To anyone trying to get a claim paid, it becomes quickly apparent that those responsible for paying the claim will latch on to any excuse possible to deny payment. One look at an Explanation of Benefits (EOB) reveals the “explanation” is in the form of riddles. If a biller recognizes a familiar riddle and understands the reason for the denial, the claim can usually be corrected and resubmitted relatively quickly.

If the biller is unable to solve the riddle, the biller has to call the payer to find out the reason for no payment. It is not uncommon for a claim to be returned unpaid a second or third time for some additional reason not mentioned the first time around. Obviously, physicians are forced to hire an army of people just to dog denied claims and resubmit them.

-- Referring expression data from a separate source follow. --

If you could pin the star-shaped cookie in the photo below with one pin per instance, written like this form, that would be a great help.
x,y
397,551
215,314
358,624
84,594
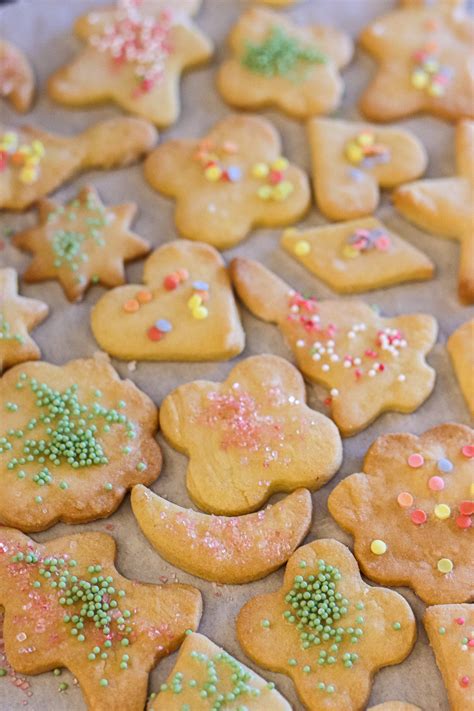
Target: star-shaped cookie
x,y
369,364
411,509
357,256
80,243
233,179
18,316
136,52
326,629
352,161
424,50
445,206
278,63
67,606
34,163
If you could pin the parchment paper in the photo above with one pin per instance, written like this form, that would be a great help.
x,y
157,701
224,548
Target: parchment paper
x,y
43,29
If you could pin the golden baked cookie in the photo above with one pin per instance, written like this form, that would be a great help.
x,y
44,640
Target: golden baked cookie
x,y
275,62
135,55
326,629
249,437
370,364
230,181
67,606
410,512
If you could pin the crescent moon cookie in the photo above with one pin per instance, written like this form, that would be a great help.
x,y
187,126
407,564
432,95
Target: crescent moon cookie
x,y
357,256
411,509
136,52
352,161
424,53
67,606
18,316
249,437
278,63
227,550
445,206
185,309
326,629
81,243
73,439
369,364
34,163
450,629
230,181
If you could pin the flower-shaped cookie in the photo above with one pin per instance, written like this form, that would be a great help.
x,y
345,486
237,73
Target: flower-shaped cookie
x,y
184,311
230,181
424,51
33,163
278,63
81,242
18,316
357,256
73,439
368,363
410,512
445,206
326,629
66,605
135,55
352,161
249,437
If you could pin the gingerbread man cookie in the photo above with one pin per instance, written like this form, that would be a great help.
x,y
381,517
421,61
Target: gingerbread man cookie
x,y
135,55
184,311
369,364
249,437
81,243
230,181
411,509
33,163
18,316
66,605
445,206
357,256
450,630
73,439
424,52
326,629
278,63
224,549
352,161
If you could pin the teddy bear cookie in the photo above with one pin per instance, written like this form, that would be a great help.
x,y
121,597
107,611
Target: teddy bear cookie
x,y
33,162
206,678
461,349
278,63
326,629
17,81
81,243
424,54
450,629
358,255
224,549
411,509
249,437
369,364
67,606
18,316
134,56
352,161
185,309
73,439
230,181
445,207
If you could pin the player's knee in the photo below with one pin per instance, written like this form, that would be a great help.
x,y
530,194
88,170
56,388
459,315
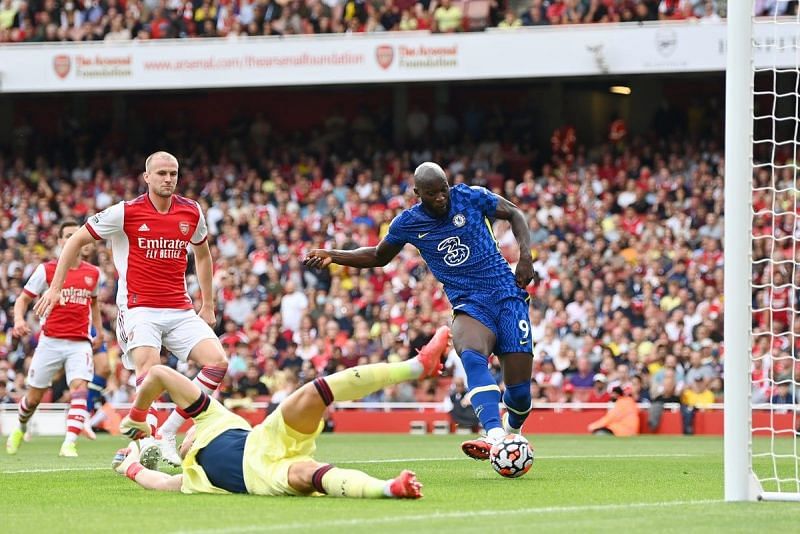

The diagnoses indicating the reasons for the patient visit are found in Section 21 of the 1500 form. If there is only one reason for the visit, there is likely to be only one diagnosis. However, patients seldom visit a primary care physician with only one problem, especially if they are elderly. In the case of this particular denied claim, four diagnoses were listed. There was no payment at all for the claim, even though the other three diagnoses were managed in this patient visit.

This patient had been seen several times over a period of a five or six months. All previous claims had been paid without incident. Suddenly, the claim comes back with zero payment even though there are several diagnoses—several reasons—for the patient’s visit.

Unable to tell from the EOB why the claim was all of a sudden denied, our biller called North Dakota Medicaid.  She was told that ND Medicaid won’t pay the claim as long as the diagnosis of erectile dysfunction was listed on the 1500.

I’ve seen a lot of strange reasons for denying claims, but this one seemed really bizarre to me.

Note that the EOB says “after 3/1/2016, nonspecific claims won’t be paid.” In the coding biz, there are what are sometimes called “bucket codes.” Codes usually ending with a .9 decimal, and described as “unspecified.” Some payers reduce or deny payments for bucket codes.

There was nothing “unspecified” about this code.

Furthermore, this patient was in the clinic for more than this particular problem. This was not a one-diagnosis-code claim. Still, North Dakota Medicaid would not pay the claim at all as long as the ICD-10 code for erectile dysfunction was listed in the diagnosis section.

To be paid for this claim, our biller had to redo the 1500 and remove the offending code.  This required creating a second 1500, this time in paper form rather than electronic form, and to remove the code the physician considered a valid diagnosis. In addition, our biller was required to send along with the revised paper 1500 form the office visit notes for the patient.

Sooooo…North Dakota Medicaid is now telling physicians what diagnosis codes they must not put on their claim forms if they expect to be paid???

Since North Dakota Medicaid also wanted a copy of the patient encounter notes, I was curious if North Dakota Medicaid would also require that the offending code be removed from the encounter notes, not just the 1500 claim form.

I am happy to report that North Dakota Medicaid did not ask that the offending code be removed from the encounter notes, and the claim was quickly paid.

However, the cost of getting this claim paid far exceeded the reimbursement.   Physicians are required to hire armies of coders and billers to create 1500s which as often as not will need to be revised and resubmitted several times for payment. Indeed, the coding training business appears to be almost as lucrative as the Maintenance of Certification (MOC) business.

Most important point: Not one penny of the cost of getting this claim paid improved this patient’s quality of care.